Women’s soccer has had to overcome adversity and discrimination to get to where it is today. This involved a significant setback that delayed the women’s game for an agonizing 50 years!
To fully understand and appreciate the success of the women’s soccer game today, we need to go back to 19th century England.
Women’s Soccer in 19th Century UK
Towards the end of the 1880s, many women across the UK were playing soccer.
Women’s soccer was gaining traction, with matches being organized across the country, much to the dismay of many men. Soccer was much more violent and physical than today, with many people horrified that women would choose to get involved in such a ‘masculine sport.’ Women’s matches would often spark riots, with pitch invasions a frequent occurrence.
One of the first-ever women’s football teams felt the full force of this resistance. In 1881, Helen ‘Graham’ Matthews founded one of the first female teams – Mrs. Graham’s XI, in Edinburgh, Scotland.
Players in her squad often had to hide behind false names to avoid the targeted backlash that women’s soccer players had to endure at the time.
Their first significant match attracted a crowd in the thousands, but it was hastily called off in the 55th minute when unruly spectators entered the field of play. Unfortunately, the team didn’t fully recover from this match which attracted some callous media coverage.
A second women’s team was formed over a decade later, in 1894. This team was named British Ladies FC and was founded by a woman known as Nettie Honeyball. Nettie Honeyball also captained the side, building a loyal squad of almost 30 players. Some of the public showed interest in the side, finding them amusing, while others saw it as a threat to the masculinity of the game.
In 1895, Honeyball organized an inter-squad match, advertising the sale of tickets to the general public.
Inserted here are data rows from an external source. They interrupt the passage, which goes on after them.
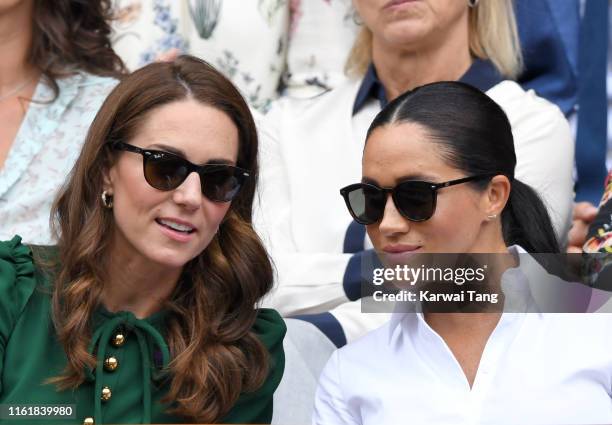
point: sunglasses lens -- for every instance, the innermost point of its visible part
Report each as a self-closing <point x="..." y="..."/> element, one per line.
<point x="415" y="200"/>
<point x="367" y="203"/>
<point x="165" y="172"/>
<point x="221" y="183"/>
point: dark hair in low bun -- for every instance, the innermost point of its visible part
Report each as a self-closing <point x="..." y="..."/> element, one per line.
<point x="476" y="137"/>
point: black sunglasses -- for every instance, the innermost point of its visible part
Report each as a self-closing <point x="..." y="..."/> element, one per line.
<point x="167" y="171"/>
<point x="415" y="200"/>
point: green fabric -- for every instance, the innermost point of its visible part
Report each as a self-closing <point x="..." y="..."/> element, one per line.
<point x="30" y="354"/>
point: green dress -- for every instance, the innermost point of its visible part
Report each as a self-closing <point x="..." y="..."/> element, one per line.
<point x="126" y="386"/>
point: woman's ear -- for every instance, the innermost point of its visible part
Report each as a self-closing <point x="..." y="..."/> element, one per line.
<point x="496" y="195"/>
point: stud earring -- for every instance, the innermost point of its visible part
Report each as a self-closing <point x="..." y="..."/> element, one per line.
<point x="107" y="200"/>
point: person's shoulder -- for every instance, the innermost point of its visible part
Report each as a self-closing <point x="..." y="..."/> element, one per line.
<point x="369" y="347"/>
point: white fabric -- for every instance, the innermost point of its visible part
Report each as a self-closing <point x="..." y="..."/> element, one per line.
<point x="311" y="148"/>
<point x="46" y="146"/>
<point x="536" y="368"/>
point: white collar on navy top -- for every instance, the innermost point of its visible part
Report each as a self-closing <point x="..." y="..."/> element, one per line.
<point x="528" y="288"/>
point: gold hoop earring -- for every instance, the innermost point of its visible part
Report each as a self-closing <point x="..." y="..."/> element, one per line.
<point x="107" y="200"/>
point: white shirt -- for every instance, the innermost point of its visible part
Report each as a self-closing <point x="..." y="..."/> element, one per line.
<point x="46" y="147"/>
<point x="536" y="368"/>
<point x="309" y="149"/>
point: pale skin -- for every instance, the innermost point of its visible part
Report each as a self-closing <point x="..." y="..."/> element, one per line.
<point x="417" y="42"/>
<point x="15" y="41"/>
<point x="146" y="263"/>
<point x="472" y="231"/>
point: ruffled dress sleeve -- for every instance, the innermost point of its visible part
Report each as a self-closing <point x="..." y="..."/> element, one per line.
<point x="17" y="283"/>
<point x="256" y="407"/>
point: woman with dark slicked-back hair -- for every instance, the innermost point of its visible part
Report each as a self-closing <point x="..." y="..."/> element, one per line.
<point x="57" y="68"/>
<point x="438" y="177"/>
<point x="146" y="310"/>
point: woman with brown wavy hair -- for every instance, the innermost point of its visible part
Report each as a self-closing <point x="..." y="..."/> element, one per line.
<point x="146" y="309"/>
<point x="57" y="69"/>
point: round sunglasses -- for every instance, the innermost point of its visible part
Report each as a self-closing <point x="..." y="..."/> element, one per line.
<point x="167" y="171"/>
<point x="415" y="200"/>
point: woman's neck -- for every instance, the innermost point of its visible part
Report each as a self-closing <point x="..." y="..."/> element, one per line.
<point x="402" y="68"/>
<point x="15" y="42"/>
<point x="137" y="285"/>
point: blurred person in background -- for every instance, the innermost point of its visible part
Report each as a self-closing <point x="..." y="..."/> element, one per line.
<point x="507" y="362"/>
<point x="57" y="69"/>
<point x="146" y="311"/>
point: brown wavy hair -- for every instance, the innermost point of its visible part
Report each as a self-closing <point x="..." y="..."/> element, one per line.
<point x="73" y="35"/>
<point x="215" y="354"/>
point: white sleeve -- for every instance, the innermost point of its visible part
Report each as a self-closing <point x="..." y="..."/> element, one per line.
<point x="544" y="148"/>
<point x="306" y="282"/>
<point x="330" y="405"/>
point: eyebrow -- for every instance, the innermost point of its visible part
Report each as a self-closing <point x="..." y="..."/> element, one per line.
<point x="180" y="153"/>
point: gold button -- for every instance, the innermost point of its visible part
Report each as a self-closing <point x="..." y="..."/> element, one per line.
<point x="111" y="363"/>
<point x="119" y="340"/>
<point x="106" y="394"/>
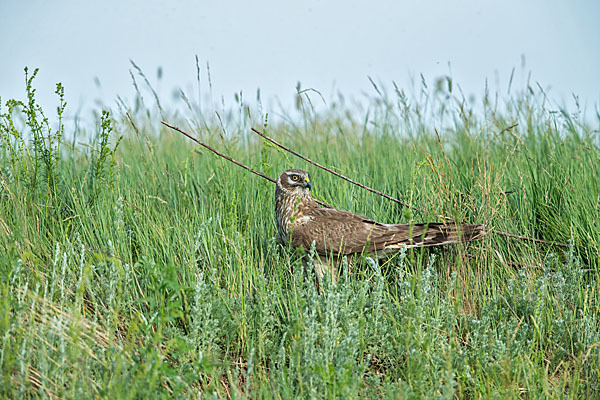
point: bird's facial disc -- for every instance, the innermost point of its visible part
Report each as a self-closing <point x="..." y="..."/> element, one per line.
<point x="299" y="181"/>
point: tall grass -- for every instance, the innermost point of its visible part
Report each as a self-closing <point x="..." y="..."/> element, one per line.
<point x="134" y="267"/>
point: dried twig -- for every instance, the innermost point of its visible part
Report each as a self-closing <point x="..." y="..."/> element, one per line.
<point x="239" y="164"/>
<point x="511" y="235"/>
<point x="342" y="176"/>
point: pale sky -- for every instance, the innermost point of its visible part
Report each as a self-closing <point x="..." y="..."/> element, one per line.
<point x="327" y="45"/>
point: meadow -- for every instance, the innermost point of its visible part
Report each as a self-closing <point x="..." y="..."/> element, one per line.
<point x="135" y="264"/>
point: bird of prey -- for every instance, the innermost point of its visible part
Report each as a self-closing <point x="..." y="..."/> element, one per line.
<point x="301" y="222"/>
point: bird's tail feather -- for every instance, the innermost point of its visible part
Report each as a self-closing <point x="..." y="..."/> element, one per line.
<point x="438" y="234"/>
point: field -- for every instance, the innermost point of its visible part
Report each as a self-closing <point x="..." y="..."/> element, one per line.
<point x="136" y="264"/>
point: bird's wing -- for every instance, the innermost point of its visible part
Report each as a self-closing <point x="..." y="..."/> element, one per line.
<point x="341" y="233"/>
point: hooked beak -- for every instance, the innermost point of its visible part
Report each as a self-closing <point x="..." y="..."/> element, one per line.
<point x="307" y="183"/>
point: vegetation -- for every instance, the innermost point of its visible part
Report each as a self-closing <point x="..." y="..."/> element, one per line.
<point x="131" y="266"/>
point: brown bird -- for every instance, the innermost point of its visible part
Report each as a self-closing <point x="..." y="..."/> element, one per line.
<point x="336" y="233"/>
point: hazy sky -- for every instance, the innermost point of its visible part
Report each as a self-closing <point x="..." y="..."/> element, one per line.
<point x="272" y="45"/>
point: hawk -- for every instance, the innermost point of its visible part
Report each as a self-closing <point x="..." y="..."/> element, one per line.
<point x="336" y="233"/>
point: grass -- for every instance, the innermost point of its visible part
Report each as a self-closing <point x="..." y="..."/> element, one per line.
<point x="133" y="267"/>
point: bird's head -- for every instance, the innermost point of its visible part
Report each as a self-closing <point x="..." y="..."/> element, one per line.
<point x="295" y="181"/>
The idea that women would be making a profit from a soccer match enraged many men. However, the game went ahead anyway, and more than 10,000 people filled the stands. Many more were said to have been turned away at the gates. Over the next couple of years, the team continued to play exhibition matches until the side was forced to disband due to a lack of funds.
However, interest in the women’s soccer game didn’t seem to falter. Women’s soccer saw a resurgence 20 years later and quickly became popular again. Around the time of the first world war, men’s leagues were stopped as soldiers went off to battle. In their absence, women decided to organize their matches primarily to raise money for the soldiers.
On Boxing Day, 1920, a match between Dick, Kerr Ladies, and St Helen Ladies took place. The game was held at, what is now Everton F.C, and attracted an incredible crowd of 53,000 spectators. At least 10,000 more were turned away from the gates.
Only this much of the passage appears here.